Suppression of eye movements improves balance

Klaus Jahn0, Michael Strupp0, Siegbert Krafczyk0, Olaf Schüler0, Stefan Glasauer0 and Thomas Brandt0

0 Department of Neurology, Klinikum Grosshadern, Ludwig-Maximilians University, Munich, Germany

Correspondence to: Michael Strupp, MD, University of Munich, Department of Neurology, Klinikum Grosshadern, Marchioninistrasse 15, 81377 Munich, Germany E-mail: kjahn{at}nefo.med.uni-muenchen.de

The aim of this study was to investigate the possible interaction of vestibulo-ocular and vestibulo-spinal functions. Spontaneous eye movements and anterior–posterior and lateral body sway were recorded simultaneously in 10 patients with vestibular neuritis (Experiment 1) and in 11 healthy subjects (Experiment 2) while all subjects wore a mask that allowed fixation of a head-fixed target. For the healthy subjects, there was no significant difference in postural sway for the conditions of eyes open in darkness and fixation of the head-fixed target. For the patients, the question was whether transient suppression of the spontaneous nystagmus by fixating the target affected excessive body sway or whether modulation of nystagmus and postural sway were largely independent.
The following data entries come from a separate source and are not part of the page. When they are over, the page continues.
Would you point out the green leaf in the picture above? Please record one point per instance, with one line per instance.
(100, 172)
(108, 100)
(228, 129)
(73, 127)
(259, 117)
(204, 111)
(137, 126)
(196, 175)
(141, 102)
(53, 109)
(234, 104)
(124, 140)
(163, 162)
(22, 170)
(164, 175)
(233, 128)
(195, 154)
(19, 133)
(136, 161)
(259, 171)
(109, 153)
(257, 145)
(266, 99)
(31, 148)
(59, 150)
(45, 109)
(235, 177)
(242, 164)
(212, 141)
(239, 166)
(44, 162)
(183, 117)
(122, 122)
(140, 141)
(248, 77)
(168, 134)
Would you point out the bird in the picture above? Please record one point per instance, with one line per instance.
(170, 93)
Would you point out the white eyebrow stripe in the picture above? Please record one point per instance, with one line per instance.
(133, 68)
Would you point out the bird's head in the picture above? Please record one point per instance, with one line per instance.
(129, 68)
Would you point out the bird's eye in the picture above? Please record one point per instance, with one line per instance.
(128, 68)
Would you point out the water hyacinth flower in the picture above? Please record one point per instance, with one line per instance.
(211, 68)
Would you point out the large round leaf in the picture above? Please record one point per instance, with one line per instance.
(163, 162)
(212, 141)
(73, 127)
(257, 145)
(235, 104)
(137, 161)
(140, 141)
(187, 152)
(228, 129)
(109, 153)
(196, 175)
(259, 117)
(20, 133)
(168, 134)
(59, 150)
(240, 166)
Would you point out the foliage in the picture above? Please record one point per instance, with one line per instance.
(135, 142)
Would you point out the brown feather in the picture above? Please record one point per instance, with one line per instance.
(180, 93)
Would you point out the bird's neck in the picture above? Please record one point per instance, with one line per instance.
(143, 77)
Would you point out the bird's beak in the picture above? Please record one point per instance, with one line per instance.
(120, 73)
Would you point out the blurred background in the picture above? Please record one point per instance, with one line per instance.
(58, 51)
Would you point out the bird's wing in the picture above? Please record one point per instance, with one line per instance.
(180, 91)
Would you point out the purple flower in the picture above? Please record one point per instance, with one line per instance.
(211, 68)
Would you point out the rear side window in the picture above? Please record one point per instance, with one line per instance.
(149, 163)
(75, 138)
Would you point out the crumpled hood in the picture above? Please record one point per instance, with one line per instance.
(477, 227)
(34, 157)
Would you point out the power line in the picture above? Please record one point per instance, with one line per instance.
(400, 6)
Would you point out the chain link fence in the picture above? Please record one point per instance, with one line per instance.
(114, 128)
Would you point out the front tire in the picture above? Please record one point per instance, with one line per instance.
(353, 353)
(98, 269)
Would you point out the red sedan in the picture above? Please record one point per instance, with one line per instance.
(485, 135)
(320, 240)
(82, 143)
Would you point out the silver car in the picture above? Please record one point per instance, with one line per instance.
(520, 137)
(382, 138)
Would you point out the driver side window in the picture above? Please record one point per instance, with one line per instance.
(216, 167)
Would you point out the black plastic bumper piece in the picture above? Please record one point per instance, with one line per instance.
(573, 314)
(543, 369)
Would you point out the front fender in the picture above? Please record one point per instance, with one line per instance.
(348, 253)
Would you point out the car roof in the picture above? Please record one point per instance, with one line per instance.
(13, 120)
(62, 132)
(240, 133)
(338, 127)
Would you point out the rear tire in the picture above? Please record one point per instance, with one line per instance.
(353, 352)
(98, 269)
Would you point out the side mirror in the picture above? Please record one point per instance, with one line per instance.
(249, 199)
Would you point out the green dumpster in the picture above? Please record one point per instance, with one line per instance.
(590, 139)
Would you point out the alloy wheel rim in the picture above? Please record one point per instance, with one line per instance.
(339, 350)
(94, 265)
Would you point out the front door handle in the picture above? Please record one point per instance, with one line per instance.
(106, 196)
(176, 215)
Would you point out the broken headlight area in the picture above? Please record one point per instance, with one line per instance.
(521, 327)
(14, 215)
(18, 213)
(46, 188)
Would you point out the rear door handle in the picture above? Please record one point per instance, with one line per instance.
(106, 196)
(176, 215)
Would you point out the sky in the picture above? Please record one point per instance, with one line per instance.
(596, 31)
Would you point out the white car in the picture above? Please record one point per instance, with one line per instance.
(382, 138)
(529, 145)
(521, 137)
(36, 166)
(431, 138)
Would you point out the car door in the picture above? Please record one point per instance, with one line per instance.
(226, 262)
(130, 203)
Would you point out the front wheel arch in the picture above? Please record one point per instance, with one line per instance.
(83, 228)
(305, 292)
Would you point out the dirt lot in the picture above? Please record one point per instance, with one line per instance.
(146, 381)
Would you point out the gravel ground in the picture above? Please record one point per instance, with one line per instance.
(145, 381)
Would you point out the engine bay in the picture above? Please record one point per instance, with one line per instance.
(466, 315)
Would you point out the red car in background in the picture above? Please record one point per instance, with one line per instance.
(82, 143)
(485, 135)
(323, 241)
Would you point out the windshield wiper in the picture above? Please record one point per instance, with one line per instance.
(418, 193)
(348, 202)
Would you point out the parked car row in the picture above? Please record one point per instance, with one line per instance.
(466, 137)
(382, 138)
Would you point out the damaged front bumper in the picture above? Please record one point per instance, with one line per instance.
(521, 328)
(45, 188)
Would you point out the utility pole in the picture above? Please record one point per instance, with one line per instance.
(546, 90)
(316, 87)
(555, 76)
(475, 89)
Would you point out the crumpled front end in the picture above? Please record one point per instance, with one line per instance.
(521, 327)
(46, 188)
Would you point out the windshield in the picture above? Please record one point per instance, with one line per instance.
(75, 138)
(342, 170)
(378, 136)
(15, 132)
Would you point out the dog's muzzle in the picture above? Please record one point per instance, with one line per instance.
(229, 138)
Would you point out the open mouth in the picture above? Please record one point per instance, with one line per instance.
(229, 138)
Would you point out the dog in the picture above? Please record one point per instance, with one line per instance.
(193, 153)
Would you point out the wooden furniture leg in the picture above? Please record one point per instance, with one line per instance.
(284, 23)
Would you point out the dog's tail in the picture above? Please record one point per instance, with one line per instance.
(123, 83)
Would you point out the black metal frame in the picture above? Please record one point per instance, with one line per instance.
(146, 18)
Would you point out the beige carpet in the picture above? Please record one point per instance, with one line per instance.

The mean peak slow-phase velocity of the spontaneous nystagmus decreased from 13.5 ± 5.6 to 4.3 ± 2.4°/s during fixation. The suppression of nystagmus also reduced postural sway while standing on foam rubber. Mean value decreased from 25.2 ± 7.6 to 16.2 ± 7.7 mm (right–left root mean square values; ANOVA, P = 0.003). Since a head-fixed target was used to suppress spontaneous eye movements, the data cannot be explained by any stabilizing effect of afferent visual cues. Instead, ocular motor efference copy signals or reafferences may have contributed to the postural instability of patients with vestibular neuritis, which would explain the reduction of postural sway during fixation suppression of the nystagmus. Thus, ocular motor signals rather than afferent visual cues about retinal slip are used for visual control of postural sway, at least in this experimental paradigm.